O poeta
Carlito Azevedo, que não escrevia há três anos, declamou poema inédito em
homenagem a Carlos Drummond de Andrade na Festa Literária Internacional de
Paraty (Flip). Na mesa Drummond – o poeta
presente, ele se juntou ao também poeta Eucanaã Ferraz . Armando Freitas
Filho, que era amigo íntimo de Drummond, gravou depoimento narrando seu
relacionamento com ele.
Intitulado Pequeno príncipe, o poema é uma carta endereçada ao poeta mineiro, que Azevedo descreveu como “esse príncipe Gautama que é o meu Buda do desapontamento”. Ao final da leitura, o público se pôs de pé para aplaudir o visivelmente emocionado poeta.
Segundo Azevedo, foi na obra poética de Drummond que ele descobriu que a quebra, momento em que o individuo fica desamparado, pode ser um aprendizado.
“Lendo Drummond, descobri que as coisas têm que quebrar. Só quando elas quebram você consegue ver como estão por dentro, se você tiver um bom sentimento do mundo”, disse.
Ele comentou o fato de o poeta mineiro ter perdido seu primeiro filho, que viveu por apenas 45 minutos. O episódio, ocorrido antes de Drummond publicar sua primeira obra, de acordo com Azevedo, influenciou decisivamente sua literatura. Da mesma forma, ao perder sua filha Maria Julieta, em 1987, o escritor não encontrou mais motivos para viver morreu depois dela. Ao ser indagado sobre o que o termo “drummoniano” representava para ele, Azevedo fez nova declaração ao poeta homenageado pela Flip:
“Acima de qualquer polêmica literária, se fosse classificar de modo útil o termo drummoniano na minha vida diria que é o ensinamento de estar à altura da sua queda”.
Vídeo
Em vídeo,
Freitas Filho falou sobre sua relação com Drummond. Apaixonado confesso pela
obra do amigo, contou que não se entenderia como pessoa sem sua poesia.

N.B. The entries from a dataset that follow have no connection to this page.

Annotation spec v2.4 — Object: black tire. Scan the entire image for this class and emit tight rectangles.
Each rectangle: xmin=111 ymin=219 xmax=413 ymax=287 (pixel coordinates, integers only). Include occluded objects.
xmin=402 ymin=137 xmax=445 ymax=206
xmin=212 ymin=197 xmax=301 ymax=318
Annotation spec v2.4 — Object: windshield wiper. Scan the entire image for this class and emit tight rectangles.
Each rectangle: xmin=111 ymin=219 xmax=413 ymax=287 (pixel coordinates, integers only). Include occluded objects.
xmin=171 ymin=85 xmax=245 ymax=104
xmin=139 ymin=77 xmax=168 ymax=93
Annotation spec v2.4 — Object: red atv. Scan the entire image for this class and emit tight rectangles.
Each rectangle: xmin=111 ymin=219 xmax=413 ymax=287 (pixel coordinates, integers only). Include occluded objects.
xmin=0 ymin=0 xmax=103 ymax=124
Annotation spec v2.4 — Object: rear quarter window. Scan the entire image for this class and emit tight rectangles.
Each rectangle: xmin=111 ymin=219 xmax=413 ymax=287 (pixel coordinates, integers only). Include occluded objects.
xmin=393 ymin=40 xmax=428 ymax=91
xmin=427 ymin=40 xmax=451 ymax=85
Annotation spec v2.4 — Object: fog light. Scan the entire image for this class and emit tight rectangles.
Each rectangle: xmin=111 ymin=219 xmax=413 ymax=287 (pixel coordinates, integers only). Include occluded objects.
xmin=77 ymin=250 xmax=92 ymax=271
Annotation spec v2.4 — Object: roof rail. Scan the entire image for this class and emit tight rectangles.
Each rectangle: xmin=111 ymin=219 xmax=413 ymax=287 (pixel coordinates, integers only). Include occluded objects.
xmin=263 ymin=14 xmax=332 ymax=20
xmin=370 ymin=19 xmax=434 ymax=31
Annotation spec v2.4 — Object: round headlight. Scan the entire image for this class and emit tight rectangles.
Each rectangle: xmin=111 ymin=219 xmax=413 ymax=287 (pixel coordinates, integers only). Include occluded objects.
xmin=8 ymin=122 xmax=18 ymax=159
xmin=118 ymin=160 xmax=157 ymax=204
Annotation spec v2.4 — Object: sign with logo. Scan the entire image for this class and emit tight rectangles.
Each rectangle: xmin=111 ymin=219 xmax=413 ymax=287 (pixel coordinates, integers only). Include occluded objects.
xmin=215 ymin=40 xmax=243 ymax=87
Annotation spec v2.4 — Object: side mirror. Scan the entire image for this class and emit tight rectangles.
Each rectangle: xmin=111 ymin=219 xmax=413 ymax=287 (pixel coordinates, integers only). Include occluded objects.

“Apesar de muito simples, era um homem que escrevia coisas extraordinárias. Pegava o ser humano por dentro, como se enfiasse uma cunha. Ele sempre escreveu para ele, para se explicar para si mesmo. Escrevia como quem faz a barba a seco, sem água, espuma e sabão”, poetizou Freitas Filho, que batizou seu filho com mesmo nome de seu mestre. “(Sua poética) se transformava num discurso geral que servia a todos. Ele não escrevia para ninguém, mas escrevia para todos”.
Freitas Filho também narrou que, ao conhecer o poeta, não sabia qual o tratamento que deveria dar ao se dirigir a ele. Até a emocionante resposta de Drummond:
“Como chamá-lo? Dr. Carlos? Mestre? Seu Carlos era cômico, e senhor Carlos ficava duro", lembrou. "Nós somos amigos, ele me disse, e amigos se tratam por você. Aquilo me deu um alívio....”, relatou.
Em uma análise mais técnica, embora não menos apaixonada, Eucanaã disse que a poesia de Drummond era inclassificável. Ele comparou a obra do mineiro de Itabira com o poeta português Fernando Pessoa, devido à sua fragmentação, considerando-o ainda “mais radical que o luso.
“É como se Drummond tivesse sido mais radical do que Fernando Pessoa. Ele fez com que todos esses lados (de sua obra) fossem conflitantes. Muitos vezes, os livros de Drummond conflitam com outros, bem como dentro dos próprios livros e dos poemas”, refletiu Eucanaã.
O escritor também comentou o fato de Drummond ter morrido após sua consagração e com vasta bibliografia, sob o título de ‘poeta maior’.
“Drummond foi o maior poeta urbano brasileiro. Ele morreu com a fortuna crítica já estabelecida e já tinha uma bibliografia vasta. Sua obra teve amplitude, ambição de ir além da visão do seu território”, afirmou.